The New York City firm Ark Investment Management estimates there's a potential market of 2.6 million Americans who might be able to use a robotic exoskeleton — with more outside the U.S. — signaling a huge opportunity for ReWalk to grow. The question is whether the company can stay ahead of the competition.
Taylor said ReWalk has distinguished itself by getting the first FDA approval, which is likely to lead to more adoption in the short term. Another advantage for the company is its patented “tilt sensor” technology, which lets users guide the machines with natural body movements rather than with a joystick, as some competing products require.
“It is sort of a more natural way to do it,” Taylor said.
He said users are likely to prefer the experience with the ReWalk device, and there may also be health benefits associated with the more natural walking style the product allows.

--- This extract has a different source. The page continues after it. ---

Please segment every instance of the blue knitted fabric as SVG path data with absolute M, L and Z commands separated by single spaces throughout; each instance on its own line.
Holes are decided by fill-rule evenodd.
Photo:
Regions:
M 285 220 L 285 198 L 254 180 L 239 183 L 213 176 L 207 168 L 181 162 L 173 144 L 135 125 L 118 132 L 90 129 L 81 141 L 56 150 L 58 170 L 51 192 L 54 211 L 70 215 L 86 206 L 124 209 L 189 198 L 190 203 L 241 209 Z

David Conway, a robotics analyst with ARK Investment Management, said it's hard to predict the future for companies like ReWalk because the market for exoskeletons is so new, and bound to change in coming years. As insurers begin to cover the products, he said, more will be produced, driving the prices down. ARK projects that the per-unit cost of the devices will drop from $70,000 to $40,000 by 2020, then to $10,000 — comparable to the current price of a high-end wheelchair — by 2030. By then, the firm suggests, about 1.3 million medical exoskeletons could be sold, representing half the market.
There's no certainty that ReWalk will be the company to provide the best and most cost-effective product in the long term, Conway said. ReWalk noted in its IPO prospectus that it has a number of competitors, including Ekso Bionics, Rex Bionics, Cyberdyne and Parker Hannifin, and Conway said more players will undoubtedly enter the market as it heats up.
“The potential market is huge, but currently it's very, very small,” he said. “In five years, who knows what we'll see.”
For the MetroWest area, though, there's good reason to be excited about ReWalk, at least for the moment, and perhaps many years to come. The company has 10 employees at its Marlborough office, a second-floor suite at 33 Locke St., and about 60 more in Israel and Germany. It's now adding positions in fields that include administration and finance in Marlborough, and Taylor said he expects the growth to continue.
“Certainly they're going to hire a lot more people before they fire anybody,” he said. “I would be really excited if they chose my town as their headquarters, because they're really cutting-edge. They're really moving quickly.”